I am a firm believer in not reving a cold motor....all of my cars never go past 3500 rpms until they are near thier normal operating temp.


----------



## gidrew (Mar 28, 2004)

*Re: warm start issue ==bad fuel pump/check valve?? (jungle)*

As far as the vacuum leak goes. I have the CIS-3 system in my car and the injectors go into inserts and then are put into the head. Well there are 4 O rings all together, 2 on the insert and 2 on the injectors. More then half of mine were hard and broken down. Some of them where only half there, cause air to be pulled in and causing the vacuum leak. My suggest is to go get all new o rings and injector inserts and replace them. The only want to get the inserts off is to crush them but be careful cause you could mess up the injector.
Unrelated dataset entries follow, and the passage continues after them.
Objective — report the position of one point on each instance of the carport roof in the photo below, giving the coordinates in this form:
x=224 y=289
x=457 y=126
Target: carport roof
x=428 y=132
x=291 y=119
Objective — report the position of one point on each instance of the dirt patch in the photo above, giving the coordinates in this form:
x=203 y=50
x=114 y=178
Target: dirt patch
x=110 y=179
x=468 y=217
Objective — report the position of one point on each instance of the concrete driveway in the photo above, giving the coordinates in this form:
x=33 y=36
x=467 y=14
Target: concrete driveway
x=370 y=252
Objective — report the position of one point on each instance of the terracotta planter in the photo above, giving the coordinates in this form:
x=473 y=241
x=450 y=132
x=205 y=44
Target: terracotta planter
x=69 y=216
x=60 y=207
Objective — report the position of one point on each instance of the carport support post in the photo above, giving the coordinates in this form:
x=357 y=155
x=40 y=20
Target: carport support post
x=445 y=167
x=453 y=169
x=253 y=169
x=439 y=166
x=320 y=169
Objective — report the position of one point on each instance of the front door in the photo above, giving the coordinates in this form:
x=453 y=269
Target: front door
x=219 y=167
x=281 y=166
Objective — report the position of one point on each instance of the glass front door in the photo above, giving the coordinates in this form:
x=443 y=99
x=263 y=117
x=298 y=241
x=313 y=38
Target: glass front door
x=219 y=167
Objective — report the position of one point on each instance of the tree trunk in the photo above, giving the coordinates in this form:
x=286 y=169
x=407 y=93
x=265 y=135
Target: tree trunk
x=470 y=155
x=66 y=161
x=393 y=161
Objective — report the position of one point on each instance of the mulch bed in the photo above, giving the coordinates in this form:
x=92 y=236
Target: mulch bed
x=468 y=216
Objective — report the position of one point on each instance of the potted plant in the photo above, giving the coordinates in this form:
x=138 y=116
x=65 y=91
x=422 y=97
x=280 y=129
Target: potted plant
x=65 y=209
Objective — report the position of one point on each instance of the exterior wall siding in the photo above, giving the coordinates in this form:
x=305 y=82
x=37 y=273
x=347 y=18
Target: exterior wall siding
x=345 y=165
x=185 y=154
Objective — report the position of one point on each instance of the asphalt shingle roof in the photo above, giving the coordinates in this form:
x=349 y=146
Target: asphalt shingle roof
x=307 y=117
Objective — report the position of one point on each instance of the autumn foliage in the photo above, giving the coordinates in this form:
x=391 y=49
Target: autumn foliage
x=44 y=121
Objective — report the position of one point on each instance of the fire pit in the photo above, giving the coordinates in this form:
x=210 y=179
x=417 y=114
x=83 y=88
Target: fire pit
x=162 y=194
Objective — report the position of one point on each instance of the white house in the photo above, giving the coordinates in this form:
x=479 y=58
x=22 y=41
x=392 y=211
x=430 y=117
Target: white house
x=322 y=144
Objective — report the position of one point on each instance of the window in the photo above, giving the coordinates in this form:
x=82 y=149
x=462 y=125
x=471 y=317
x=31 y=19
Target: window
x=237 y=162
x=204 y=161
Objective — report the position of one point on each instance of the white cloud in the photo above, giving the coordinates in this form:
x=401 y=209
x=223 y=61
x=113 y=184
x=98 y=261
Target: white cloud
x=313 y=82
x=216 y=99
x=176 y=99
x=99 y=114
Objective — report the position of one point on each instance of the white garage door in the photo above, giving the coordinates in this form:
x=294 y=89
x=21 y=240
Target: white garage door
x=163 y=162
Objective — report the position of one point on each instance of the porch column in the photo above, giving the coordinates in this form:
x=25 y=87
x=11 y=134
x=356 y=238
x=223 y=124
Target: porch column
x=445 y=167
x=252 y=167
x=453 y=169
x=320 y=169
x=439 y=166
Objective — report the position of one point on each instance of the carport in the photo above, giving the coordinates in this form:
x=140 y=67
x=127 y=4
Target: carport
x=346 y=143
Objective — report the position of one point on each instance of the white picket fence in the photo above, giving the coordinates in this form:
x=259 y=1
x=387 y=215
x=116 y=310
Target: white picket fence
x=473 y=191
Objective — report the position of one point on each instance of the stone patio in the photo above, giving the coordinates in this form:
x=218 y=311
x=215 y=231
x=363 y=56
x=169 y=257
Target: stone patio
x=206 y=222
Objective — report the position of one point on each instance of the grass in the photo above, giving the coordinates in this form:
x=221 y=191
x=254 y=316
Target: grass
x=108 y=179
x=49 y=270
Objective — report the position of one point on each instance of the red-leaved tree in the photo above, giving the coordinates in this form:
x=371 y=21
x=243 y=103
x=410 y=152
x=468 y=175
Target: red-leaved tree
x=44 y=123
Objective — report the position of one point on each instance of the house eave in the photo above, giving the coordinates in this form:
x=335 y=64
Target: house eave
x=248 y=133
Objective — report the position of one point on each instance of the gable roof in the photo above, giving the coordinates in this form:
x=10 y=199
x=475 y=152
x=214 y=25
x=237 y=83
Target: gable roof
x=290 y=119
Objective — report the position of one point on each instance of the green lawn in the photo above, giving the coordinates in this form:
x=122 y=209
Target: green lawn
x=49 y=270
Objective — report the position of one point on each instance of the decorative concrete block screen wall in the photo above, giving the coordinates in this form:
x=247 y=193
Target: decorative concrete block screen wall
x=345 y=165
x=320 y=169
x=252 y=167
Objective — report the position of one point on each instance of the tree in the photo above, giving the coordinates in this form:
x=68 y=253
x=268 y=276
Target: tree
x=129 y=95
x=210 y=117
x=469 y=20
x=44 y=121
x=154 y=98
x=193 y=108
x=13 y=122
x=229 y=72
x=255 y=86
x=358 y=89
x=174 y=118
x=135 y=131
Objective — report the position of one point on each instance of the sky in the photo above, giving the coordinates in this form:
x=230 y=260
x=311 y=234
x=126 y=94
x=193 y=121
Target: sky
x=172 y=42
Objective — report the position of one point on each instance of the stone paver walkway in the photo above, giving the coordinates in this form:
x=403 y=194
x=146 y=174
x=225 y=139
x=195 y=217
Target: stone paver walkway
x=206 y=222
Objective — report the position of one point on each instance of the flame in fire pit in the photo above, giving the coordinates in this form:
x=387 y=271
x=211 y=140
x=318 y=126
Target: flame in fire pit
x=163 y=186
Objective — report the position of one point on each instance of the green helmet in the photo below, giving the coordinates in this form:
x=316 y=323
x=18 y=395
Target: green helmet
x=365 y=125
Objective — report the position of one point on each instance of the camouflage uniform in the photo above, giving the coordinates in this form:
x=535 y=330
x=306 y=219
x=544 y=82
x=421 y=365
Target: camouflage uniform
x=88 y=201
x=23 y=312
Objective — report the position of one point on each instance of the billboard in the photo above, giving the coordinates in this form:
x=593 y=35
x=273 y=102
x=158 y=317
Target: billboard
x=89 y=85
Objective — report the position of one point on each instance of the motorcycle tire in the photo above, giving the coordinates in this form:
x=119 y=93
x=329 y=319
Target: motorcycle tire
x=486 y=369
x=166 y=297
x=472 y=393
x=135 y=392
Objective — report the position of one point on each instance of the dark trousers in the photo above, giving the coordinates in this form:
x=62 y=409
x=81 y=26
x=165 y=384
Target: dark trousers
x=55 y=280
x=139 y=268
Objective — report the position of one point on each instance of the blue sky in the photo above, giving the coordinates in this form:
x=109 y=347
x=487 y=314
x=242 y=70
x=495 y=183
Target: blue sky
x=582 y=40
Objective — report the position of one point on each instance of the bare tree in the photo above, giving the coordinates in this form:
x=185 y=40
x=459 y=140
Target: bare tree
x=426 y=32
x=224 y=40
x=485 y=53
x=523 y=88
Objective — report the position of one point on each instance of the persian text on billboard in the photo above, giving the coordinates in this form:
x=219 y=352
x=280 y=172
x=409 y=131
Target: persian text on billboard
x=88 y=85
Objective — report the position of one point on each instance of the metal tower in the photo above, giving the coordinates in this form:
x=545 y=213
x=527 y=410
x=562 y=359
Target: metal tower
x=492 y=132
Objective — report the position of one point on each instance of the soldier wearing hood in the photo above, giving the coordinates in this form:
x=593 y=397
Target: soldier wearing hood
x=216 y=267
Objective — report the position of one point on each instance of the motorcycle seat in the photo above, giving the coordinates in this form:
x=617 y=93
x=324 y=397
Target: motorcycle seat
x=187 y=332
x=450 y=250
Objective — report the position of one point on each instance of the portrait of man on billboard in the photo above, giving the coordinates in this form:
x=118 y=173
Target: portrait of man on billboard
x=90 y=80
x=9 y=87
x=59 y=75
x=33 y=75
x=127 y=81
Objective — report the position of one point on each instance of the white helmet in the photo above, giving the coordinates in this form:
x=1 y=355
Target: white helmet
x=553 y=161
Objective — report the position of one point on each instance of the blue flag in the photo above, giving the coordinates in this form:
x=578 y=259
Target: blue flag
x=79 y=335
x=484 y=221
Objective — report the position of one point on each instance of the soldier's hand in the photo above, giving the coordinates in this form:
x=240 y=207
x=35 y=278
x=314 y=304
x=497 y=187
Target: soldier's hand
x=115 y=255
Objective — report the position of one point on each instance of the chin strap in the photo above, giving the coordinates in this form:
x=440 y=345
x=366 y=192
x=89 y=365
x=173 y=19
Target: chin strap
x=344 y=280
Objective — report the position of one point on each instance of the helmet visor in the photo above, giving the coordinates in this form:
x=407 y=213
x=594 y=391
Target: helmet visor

They they and let me know. it seemed to fix my problem. 
Also look at your intake boot for crack and all air lines.


----------



## jungle (May 6, 2002)

*Re: warm start issue ==bad fuel pump/check valve?? (gidrew)*

I had the injectors out when i had the exhaust manifold welded...i replaced the injector o-rings....but i only remember replacing the big one (i got the upgraded ones from Blau.) and the little skinny one. I don't remember seeing a 3rd & 4th o-ring. 
I did a test....i wired a swich to manually turn on my fuel pump w/ the key in the on position.....with the car warm (drive it, let it sit for 20 minutes)....turn the fuel pump on for 30seconds, then start the car...it fired right over.....meaning it is the check valve cuz the fuel in the lines drained back to the tank, and running the fuel pump b4 i started the car refilled them. I ordered a new check valve from GermanAutoparts.com for $18 today. The fuel pump that is on the car look fairly new, must have been replaced somewhere before.


----------